While actresses often require a team of five or six to meet their beauty needs, actors usually rely on one groomer, a jack-of-all-trades who must serve as hairstylist, makeup artist, barber, aesthetician and, occasionally, manicurist. “A lot of men’s grooming is, you know, when your boyfriend or husband is like, ‘Honey, do you have nail clippers or a razor?’ It’s thinking about the little things,” says Schmidtke. Though she and her counterparts Cheri Keating, Jamie Taylor and Natalia Bruschi began their careers working on women, they’ve each found a niche in the small but lucrative field of professional men’s grooming. They are on hand for awards shows, press junkets, magazine photo shoots and television appearances, and ultimately serve as key consultants on an actor’s overall look.
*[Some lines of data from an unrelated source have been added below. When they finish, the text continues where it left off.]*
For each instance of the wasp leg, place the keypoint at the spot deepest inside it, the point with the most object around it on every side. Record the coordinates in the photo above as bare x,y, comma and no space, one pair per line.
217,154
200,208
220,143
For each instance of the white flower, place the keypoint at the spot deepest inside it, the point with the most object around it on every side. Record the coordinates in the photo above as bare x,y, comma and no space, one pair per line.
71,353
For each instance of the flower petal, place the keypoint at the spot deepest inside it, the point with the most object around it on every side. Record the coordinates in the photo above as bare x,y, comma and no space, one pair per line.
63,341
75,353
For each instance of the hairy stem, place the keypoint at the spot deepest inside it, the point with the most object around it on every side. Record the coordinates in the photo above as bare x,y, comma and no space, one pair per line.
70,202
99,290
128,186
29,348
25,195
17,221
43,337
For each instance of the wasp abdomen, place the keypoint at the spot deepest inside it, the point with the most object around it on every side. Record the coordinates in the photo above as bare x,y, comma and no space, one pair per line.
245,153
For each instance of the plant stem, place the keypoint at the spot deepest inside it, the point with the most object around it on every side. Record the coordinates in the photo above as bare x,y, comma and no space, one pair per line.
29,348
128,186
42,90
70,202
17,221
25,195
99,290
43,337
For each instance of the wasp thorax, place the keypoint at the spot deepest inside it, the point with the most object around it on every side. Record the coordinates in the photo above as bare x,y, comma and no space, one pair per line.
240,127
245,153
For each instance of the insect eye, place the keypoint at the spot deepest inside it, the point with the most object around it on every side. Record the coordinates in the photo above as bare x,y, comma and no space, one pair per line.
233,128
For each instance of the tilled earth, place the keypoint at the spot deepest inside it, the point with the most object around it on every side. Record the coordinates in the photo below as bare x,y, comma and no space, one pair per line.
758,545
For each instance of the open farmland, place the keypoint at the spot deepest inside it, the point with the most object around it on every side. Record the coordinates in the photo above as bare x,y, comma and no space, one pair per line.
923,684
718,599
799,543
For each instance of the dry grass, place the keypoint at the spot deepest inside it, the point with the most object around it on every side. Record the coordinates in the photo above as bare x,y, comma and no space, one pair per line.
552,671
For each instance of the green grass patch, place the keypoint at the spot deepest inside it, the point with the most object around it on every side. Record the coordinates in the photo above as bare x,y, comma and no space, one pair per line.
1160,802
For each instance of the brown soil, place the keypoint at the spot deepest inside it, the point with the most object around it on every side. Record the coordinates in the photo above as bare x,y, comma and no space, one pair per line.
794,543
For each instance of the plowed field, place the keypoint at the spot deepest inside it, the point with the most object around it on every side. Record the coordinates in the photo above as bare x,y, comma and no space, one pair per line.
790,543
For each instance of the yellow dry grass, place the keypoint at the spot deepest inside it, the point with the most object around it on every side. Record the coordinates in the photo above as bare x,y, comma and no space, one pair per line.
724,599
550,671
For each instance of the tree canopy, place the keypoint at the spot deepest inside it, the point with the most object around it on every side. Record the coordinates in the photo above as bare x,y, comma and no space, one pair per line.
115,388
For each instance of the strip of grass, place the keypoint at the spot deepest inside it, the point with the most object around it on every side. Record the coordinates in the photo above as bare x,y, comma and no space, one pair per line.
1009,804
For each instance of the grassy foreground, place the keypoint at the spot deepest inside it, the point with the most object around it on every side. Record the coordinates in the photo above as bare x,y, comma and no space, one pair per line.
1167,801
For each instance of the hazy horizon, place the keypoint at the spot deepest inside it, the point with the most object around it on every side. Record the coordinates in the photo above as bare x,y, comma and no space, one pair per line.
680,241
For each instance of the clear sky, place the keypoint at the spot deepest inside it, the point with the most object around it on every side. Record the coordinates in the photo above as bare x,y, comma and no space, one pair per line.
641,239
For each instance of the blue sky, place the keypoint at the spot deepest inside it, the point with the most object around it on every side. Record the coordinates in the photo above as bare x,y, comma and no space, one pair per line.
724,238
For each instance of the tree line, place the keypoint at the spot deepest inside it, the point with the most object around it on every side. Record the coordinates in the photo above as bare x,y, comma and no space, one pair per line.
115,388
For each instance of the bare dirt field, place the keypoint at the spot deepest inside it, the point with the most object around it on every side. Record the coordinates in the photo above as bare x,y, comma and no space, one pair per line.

“Their images are trademarks, and changes to that image are weighed carefully,” says Keating, a tattooed gamine who tends to “the big funny guys”—Jonah Hill, Judd Apatow, Seth Rogen and Jason Schwartzman. “Just because they don’t wear lipstick doesn’t mean that they’re not concerned with their appearance.” Neil Patrick Harris, another client, says her ability to not make him look “like a newscaster or an infomercial host” is matched by her calm demeanor under stress. “She’s very chill, which goes a long way,” he says. Keating and her colleagues prefer to go light and natural on makeup (usually concealer, a dash of powder and perhaps bronzer with no shimmer) and often work around hair that has to be kept a certain length for a film or TV project. Above all else, they say, they want “men to look like men,” and not shellacked statuettes. Ryan Reynolds wore a Tom Ford tux to this year’s Oscars, and to prep him Bruschi parted his hair to the side and trimmed his beard into a faint stubble that unintentionally echoed the designer-filmmaker’s manicured five o’clock shadow. “It gave a more formal look,” Bruschi says. “A subtle change, but very effective.”

Aside from having the chops to turn both boyish goofball types and stone-serious acteurs into debonair leading men, these top groomers must also be able to hang with the guys and keep their mouths shut. “I’m very comfortable with men,” says Taylor, a mother of two who works with Butler, Channing Tatum, Paul Walker and Jake Gyllenhaal. “But I don’t want to say anything personally about anybody. That’s why I’ve had such a long, successful run.” Of Ben Affleck and Edward Norton, Bruschi says, “My clients have become friends.” Russell Crowe, another client, “is pretty intense,” she admits. “He tells me pretty much how he likes things. It helps.”

As these four see it, they’ve got it good—their clients are loyal, gorgeous and, as Schmidtke says, “you couldn’t ugly them up if you tried.”